Il a déclaré avoir été convoqué à une réunion le 5 mai avec le nouveau procureur général Rodolfo Delgado qui lui a demandé quelles affaires contre le gouvernement son unité poursuivait.

Quelques heures après avoir détaillé ses enquêtes à Delgado, y compris l'enquête sur les négociations avec les gangs, Arriaza a reçu une notification écrite, vue par Reuters, selon laquelle il serait transféré à l'école du procureur général du Salvador pour servir de conseiller.

Delgado n'a pas pu être joint pour un commentaire.

Arriaza a déclaré qu'on lui a interdit l'accès à son bureau, à son ordinateur et à ses dossiers immédiatement après la réunion du 5 mai et qu'il a fui le pays le même jour pour vivre à l'étranger.

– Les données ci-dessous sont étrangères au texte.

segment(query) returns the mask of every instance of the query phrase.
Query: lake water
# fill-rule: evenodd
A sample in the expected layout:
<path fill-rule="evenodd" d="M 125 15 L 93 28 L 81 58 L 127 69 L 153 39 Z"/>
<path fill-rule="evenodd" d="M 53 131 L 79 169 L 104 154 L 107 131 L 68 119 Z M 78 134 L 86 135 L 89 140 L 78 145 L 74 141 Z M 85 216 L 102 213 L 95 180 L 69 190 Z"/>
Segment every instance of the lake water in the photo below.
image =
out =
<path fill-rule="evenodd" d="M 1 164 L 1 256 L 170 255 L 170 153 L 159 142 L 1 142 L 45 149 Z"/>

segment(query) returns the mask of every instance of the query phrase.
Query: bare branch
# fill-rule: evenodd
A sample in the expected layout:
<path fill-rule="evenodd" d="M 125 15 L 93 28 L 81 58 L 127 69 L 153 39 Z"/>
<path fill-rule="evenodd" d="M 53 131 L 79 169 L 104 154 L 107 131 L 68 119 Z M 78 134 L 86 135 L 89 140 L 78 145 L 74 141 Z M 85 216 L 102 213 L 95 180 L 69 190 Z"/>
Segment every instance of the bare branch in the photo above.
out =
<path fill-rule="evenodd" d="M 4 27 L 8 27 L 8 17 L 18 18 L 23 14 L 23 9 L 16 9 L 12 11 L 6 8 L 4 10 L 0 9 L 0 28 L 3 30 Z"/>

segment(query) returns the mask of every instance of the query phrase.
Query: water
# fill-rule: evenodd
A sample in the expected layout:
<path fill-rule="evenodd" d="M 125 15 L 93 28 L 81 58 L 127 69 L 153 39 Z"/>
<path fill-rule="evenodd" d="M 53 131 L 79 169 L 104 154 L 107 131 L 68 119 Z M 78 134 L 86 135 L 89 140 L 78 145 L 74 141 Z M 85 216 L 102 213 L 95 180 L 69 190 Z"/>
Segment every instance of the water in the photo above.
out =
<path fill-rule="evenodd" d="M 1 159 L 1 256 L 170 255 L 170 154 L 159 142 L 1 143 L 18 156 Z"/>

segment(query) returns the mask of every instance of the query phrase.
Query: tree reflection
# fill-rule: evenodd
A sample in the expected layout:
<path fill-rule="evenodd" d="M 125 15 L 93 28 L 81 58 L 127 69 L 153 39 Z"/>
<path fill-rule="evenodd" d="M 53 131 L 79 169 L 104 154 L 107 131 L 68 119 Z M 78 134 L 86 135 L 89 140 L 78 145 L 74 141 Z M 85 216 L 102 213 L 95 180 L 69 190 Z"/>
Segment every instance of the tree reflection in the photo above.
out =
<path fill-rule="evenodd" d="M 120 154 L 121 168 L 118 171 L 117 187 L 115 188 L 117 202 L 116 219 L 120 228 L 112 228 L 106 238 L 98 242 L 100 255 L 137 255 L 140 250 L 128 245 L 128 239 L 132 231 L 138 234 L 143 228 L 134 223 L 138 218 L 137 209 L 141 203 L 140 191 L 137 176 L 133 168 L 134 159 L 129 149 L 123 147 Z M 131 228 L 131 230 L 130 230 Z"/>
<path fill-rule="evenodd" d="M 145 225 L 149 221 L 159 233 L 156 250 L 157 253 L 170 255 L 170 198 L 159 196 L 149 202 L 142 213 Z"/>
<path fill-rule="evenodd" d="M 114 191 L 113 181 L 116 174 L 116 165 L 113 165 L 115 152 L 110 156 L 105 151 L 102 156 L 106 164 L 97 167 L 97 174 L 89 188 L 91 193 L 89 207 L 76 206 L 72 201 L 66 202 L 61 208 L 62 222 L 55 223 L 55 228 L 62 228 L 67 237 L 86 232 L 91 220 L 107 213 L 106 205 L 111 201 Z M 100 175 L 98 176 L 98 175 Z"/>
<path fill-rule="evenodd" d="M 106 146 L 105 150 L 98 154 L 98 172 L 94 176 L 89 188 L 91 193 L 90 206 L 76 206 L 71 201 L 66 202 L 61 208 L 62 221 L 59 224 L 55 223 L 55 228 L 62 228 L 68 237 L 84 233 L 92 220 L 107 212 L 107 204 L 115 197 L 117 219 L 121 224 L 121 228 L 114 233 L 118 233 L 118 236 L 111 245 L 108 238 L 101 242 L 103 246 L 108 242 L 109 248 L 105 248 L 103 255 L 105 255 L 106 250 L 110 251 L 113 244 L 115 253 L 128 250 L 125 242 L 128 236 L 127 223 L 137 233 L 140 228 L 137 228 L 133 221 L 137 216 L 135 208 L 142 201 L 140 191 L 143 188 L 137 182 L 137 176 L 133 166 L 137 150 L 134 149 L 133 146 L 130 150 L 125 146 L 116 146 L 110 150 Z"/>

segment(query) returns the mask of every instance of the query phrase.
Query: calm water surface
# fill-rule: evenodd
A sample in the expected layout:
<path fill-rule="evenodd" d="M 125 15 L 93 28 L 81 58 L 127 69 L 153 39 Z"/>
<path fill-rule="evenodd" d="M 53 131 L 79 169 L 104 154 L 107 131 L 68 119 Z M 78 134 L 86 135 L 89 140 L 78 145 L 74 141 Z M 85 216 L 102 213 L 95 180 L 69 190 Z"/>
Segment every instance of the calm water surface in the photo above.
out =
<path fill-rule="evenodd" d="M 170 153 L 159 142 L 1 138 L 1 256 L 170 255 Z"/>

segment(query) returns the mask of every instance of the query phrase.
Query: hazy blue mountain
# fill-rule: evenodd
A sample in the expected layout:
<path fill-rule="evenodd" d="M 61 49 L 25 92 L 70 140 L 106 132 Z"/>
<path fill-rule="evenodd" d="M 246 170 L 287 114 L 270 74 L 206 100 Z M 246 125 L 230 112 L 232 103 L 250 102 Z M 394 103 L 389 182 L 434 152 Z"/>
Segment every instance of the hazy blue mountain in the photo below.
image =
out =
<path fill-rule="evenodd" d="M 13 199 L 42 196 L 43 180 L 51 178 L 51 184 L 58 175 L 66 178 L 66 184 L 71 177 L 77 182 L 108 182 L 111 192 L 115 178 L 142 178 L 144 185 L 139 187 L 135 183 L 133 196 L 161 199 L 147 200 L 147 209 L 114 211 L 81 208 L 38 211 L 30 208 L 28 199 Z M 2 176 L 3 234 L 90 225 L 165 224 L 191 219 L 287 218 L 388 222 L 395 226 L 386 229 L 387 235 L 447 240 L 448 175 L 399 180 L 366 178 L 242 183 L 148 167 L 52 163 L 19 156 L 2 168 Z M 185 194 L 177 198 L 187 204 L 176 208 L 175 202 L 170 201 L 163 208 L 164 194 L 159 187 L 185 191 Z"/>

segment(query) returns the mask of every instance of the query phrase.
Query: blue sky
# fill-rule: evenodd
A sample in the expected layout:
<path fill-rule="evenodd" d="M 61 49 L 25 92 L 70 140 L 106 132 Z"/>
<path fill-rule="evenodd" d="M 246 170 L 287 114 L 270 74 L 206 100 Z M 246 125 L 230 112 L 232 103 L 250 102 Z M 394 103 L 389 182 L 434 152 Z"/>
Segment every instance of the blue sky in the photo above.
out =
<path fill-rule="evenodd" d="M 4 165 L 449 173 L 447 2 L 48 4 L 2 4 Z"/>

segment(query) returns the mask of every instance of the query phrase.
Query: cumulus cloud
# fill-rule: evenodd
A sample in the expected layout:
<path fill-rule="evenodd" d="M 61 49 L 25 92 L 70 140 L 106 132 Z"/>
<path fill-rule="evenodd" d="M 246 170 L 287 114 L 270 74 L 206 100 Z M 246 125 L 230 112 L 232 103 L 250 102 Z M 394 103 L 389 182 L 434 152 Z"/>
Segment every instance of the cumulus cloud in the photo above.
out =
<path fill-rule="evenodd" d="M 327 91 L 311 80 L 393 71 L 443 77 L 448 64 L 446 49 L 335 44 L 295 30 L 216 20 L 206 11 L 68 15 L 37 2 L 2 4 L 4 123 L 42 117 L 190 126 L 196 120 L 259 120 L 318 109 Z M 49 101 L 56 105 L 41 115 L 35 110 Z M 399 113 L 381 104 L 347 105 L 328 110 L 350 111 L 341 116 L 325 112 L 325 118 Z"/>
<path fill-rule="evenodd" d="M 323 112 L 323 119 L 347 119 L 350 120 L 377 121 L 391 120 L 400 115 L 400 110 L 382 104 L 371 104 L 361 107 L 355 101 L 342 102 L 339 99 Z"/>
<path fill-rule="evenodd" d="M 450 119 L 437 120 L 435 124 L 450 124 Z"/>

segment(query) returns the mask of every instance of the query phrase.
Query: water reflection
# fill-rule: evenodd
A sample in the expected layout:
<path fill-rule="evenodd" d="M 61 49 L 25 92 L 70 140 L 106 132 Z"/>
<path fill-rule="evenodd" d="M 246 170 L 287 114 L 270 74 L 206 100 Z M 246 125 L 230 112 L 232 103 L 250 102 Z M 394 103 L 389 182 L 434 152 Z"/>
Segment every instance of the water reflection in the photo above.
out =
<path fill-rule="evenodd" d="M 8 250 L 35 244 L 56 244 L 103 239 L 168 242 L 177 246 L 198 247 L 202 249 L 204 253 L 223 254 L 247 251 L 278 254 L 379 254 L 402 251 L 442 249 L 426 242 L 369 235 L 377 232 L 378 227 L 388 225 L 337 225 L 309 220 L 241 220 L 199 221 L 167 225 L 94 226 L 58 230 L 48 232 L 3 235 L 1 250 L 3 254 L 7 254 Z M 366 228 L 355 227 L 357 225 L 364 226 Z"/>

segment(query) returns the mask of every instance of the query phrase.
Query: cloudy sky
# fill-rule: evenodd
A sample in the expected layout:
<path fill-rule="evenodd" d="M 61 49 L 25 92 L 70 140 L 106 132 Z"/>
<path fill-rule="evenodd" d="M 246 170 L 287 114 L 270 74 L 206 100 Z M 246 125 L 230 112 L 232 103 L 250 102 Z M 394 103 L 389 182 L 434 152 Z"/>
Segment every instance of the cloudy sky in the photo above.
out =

Il a déclaré qu'il craignait des représailles de la part du gouvernement salvadorien concernant les enquêtes de son équipe.

"J'ai été procureur du gouvernement pendant plus de 18 ans, j'ai poursuivi des affaires de corruption dans tout le spectre politique - politiciens, juges, police, membres de gangs, narcos - mais c'est la première fois que j'ai senti que je devais partir."

Bukele - l'un des dirigeants les plus populaires d'Amérique latine - a poursuivi des membres des gouvernements précédents pour avoir négocié avec des gangs en échange de leur soutien politique.

Les rumeurs d'une trêve entre le propre gouvernement de Bukele et les gangs ont commencé lorsque le taux de meurtres a chuté d'environ 50% dans l'année qui a suivi sa prise de fonction en juin 2019. Bukele a attribué la baisse des homicides à ses politiques.

Le rapport obtenu par Reuters présente des transcriptions de procureurs de messages audio présumés provenant des téléphones de membres de gangs, des demandes manuscrites prétendument des gangs, des entrées de journal détaillant quels prisonniers les fonctionnaires du gouvernement auraient rencontrés. Il décrit également les tentatives présumées de Luna de détruire les preuves de ces rencontres en prison.

Il comprend des images de caméras de sécurité montrant apparemment Luna à diverses occasions entrant dans deux prisons accompagné de personnes dont le visage était caché par un masque de ski. Les enquêteurs ont identifié l'une de ces personnes masquées comme étant Marroquin, selon la présentation.

Le rapport de l'équipe détaille également les enquêtes sur le détournement de fonds de la prison et les dépenses illicites liées à la pandémie au sein de divers ministères du gouvernement.